I don’t think so and here’s why:

Years ago, at the advent of computer technology, buyers would justify the investment in hardware or software through an analysis that often included a replacement of the workforce personnel by technology.

The question was asked, “How many workers can we eliminate with this investment.”

Over a short period of time this became an unacceptable rationale for tech investments because of negative impact on the workforce. Technology became an enemy of labor who feared loss of jobs.  So, enterprises changed the rationale for such investments to a proper rationale based on productivity or cost savings increase using metrics like Return on Investment (ROI). But I believe that the labor reduction (employee layoffs) impact of these investments remains silently in force.

Technology investments are made continuously by most businesses.

And while there are unique ROIs for each investment, at the aggregate level they can be viewed as a linear growth curve rising at some slope over time. Yet often organizations rarely spend the effort to measure the actual benefit against the investment.

The technology works – it streamlines processes and reduces errors among other benefits – but few know precisely where the benefits appeared. For most, why bother? You certainly wouldn’t remove what you just installed. But any post-mortem analysis of the effector would certainly call out labor savings of some sort, however miniscule. Embedded in any automation effort is some form of labor savings since automation at its inception was a labor-saving invention.

The labor-saving element, no matter how small, builds over time but is often not extracted until an economic event forces labor cuts.

Labor cuts rarely come linearly to match these technology investments.
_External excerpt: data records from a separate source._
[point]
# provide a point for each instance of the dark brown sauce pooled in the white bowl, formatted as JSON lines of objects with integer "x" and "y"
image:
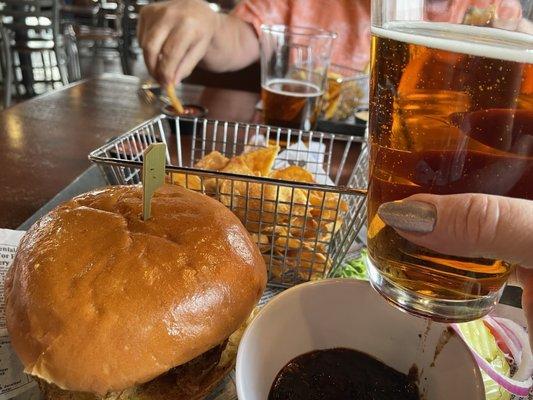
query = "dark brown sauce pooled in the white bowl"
{"x": 339, "y": 374}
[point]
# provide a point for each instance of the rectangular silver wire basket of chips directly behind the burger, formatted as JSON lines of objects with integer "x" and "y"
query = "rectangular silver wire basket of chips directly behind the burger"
{"x": 303, "y": 227}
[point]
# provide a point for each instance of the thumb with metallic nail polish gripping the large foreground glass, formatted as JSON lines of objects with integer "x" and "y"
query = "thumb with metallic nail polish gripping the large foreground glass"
{"x": 467, "y": 225}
They come in jumps, sometimes minor and sometimes steep.  Those cuts initially cause hardship, and that hardship persists for some portion of the period of the downturn. Yet in many cases, organizations never re-staff to the level prior to the layoffs. And they continue to function and grow. We believe that this is possible because the hidden labor-saving advantages attributed to the continued technology investments have realized an organization productivity improvement that permits the organization to continue at its previous level of efficiency.
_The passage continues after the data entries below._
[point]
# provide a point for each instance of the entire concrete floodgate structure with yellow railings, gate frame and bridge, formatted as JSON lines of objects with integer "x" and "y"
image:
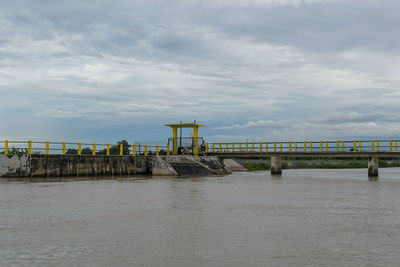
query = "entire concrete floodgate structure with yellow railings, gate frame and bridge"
{"x": 181, "y": 156}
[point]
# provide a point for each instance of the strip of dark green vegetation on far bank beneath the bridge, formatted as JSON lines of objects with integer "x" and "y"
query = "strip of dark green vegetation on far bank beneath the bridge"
{"x": 319, "y": 164}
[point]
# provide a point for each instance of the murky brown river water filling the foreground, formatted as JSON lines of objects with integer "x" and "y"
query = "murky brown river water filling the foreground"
{"x": 305, "y": 218}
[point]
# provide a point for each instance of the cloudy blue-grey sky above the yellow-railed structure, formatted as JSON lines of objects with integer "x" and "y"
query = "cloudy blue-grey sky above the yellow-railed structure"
{"x": 102, "y": 71}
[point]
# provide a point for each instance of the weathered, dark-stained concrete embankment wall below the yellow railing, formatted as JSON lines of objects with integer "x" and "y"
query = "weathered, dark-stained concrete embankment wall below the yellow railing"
{"x": 100, "y": 165}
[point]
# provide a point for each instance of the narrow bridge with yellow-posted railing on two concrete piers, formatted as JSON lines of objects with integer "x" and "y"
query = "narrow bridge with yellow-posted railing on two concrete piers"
{"x": 370, "y": 149}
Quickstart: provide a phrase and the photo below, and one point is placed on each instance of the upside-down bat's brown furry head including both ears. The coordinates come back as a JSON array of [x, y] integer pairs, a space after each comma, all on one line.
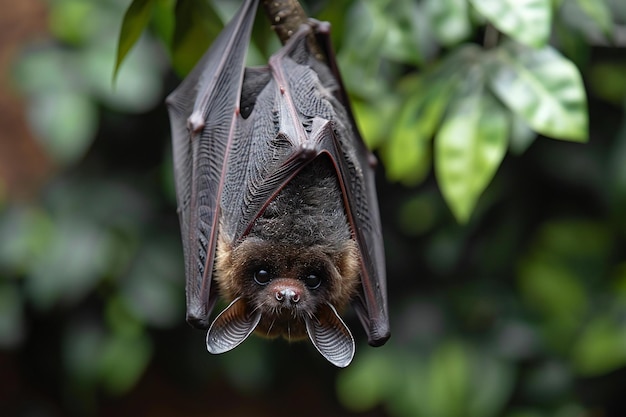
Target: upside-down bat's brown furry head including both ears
[[288, 291]]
This theory may never be proven through broadscale analysis because it would have to rely on metrics that are not often kept, And for most organizations those records would have to have shown proven elements of unrealized  labor savings. But we can see the effects of technology investment in the aggregate as we watch enterprise labor actions through the downturn and recovery. 

So, what happens to labor as it gradually is removed from business activities?

Retraining is the primary alternative. Low-level jobs suffer the biggest hits, leading to the conclusion that labor must move upward to more complex job functions.  Yet many who follow this path will never complete the retraining. Workers are not always that flexible. There will be an increase of unutilized labor, something the State will have to address through benefits, a poor choice for society. Eventually the issue will become acute, if it already hasn’t, and governments will come up with solutions.

I am not certain of any choices, but I can offer some parameters around a solution:

Keeping an employee on the payroll in some fashion is far more efficient than being taxed to support socials services that are passed through another organization (the government) before they reach the recipient.

Retraining should be expanded, not necessarily through paid services that are delivered through a bricks and mortar institution, but through online services that much of the world now uses to educate themselves. These services would be much less expensive and offer the exited employee the ability to quickly try various career paths quickly.

Most importantly job recruiting and education must be interlinked along with services that can most expediently deliver the job application to the future place of work (transportation and housing).

The bottom line:

It is time to recognize this issue is rising in importance and begin to create solutions before workers are left wanting and society suffers the consequences – whatever those may be.